What is nduja, how do you use ’nduja and where do you buy ’nduja? Here’s our guide to Calabria’s spicy spreadable pork paste that is so beloved in its birthplace of Spilinga that they even have an annual Festival del ’Nduja or Festival of the Spicy Sausage Paste. This is the first post in a new ’nduja recipes series.

’Nduja was a revelation when we first sampled the fiery Calabrian pork paste at a salumeria in Italy’s capital Rome in the spring of 2008. While ’nduja was well-known to Italian food-lovers, and beloved in its birthplace of Calabria in Southern Italy, where it’s regularly eaten on everything from bread to pizza, its popularity hadn’t yet spread across the globe.

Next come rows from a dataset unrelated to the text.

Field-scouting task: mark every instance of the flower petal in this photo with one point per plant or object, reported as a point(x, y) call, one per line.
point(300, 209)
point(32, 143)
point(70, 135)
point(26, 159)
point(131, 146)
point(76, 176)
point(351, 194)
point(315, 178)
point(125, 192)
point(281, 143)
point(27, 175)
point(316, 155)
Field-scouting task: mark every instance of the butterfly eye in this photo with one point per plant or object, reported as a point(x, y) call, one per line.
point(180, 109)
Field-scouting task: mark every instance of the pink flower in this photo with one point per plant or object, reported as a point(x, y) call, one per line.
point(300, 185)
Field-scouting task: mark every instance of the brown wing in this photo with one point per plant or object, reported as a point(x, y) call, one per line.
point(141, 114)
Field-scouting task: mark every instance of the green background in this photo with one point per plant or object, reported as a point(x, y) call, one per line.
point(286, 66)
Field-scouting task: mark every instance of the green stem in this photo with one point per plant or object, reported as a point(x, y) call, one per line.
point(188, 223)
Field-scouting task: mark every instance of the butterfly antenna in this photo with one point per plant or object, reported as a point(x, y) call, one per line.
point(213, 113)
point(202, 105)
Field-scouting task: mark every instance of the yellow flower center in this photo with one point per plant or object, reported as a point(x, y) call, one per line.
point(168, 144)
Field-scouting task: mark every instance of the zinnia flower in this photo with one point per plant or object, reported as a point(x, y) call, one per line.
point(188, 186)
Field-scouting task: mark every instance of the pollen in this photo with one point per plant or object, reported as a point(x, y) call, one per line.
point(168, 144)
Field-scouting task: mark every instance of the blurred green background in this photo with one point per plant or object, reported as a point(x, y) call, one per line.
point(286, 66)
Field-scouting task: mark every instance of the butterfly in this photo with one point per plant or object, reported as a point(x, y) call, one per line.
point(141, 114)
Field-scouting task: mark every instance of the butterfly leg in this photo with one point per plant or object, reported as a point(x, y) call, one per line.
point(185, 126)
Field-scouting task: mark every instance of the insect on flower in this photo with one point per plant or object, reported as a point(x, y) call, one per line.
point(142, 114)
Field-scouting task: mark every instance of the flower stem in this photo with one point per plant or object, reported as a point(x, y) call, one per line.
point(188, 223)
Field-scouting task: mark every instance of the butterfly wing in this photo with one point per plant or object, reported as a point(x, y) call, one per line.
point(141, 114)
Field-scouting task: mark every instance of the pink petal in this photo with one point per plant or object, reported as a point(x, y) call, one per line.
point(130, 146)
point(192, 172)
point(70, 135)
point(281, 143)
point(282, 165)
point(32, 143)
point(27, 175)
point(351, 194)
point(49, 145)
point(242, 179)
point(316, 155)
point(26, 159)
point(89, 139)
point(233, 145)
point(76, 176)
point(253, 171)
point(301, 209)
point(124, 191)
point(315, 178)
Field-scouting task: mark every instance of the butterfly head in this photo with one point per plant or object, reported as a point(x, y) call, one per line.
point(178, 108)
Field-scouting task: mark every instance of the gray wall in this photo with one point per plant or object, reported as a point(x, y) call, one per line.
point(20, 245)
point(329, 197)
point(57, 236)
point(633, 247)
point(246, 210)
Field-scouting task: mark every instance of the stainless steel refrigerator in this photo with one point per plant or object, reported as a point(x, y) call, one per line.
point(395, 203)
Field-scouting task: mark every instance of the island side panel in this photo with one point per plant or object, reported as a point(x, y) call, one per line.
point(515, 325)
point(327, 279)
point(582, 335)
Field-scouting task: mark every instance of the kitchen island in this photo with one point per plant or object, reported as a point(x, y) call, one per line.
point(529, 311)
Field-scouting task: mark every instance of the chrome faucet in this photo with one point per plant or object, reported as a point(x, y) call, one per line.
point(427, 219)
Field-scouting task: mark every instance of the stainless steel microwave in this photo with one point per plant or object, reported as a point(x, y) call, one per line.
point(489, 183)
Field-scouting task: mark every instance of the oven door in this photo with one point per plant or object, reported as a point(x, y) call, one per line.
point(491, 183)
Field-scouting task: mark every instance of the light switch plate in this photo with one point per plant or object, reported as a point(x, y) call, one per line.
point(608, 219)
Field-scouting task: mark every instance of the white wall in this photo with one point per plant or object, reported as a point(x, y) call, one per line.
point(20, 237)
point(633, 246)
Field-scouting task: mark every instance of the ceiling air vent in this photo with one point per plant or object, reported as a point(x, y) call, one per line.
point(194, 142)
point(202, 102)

It certainly would have been possible to find ’nduja in Italian delicatessens in the Calabrian diasporas in Europe, USA, South America, and Australia – of the many millions of Italians who emigrated from the 1870s to 1970s, the majority were from Southern Italy’s regions of Calabria and Sicily – however, it wasn’t yet on restaurant menus around the world.

Now it seems Calabria’s fiery pork paste is popping up everywhere. We were even able to get our hands on some fantastic ’nduja here in Cambodia recently. We thought that was as good an excuse as any to tell you all about the Calabrese sausage paste and start a series on our best ’nduja recipes. As we publish the recipes, we’ll add links below under ‘How to Use ’Nduja’.

But before I tell you all about ‘nduja, I have a favour to ask. Grantourismo is reader-supported. If you find our guide to Calabria’s spicy pork paste helpful or you’ve cooked our recipes and enjoyed them, please consider supporting Grantourismo so that we can keep producing delicious recipes and food stories.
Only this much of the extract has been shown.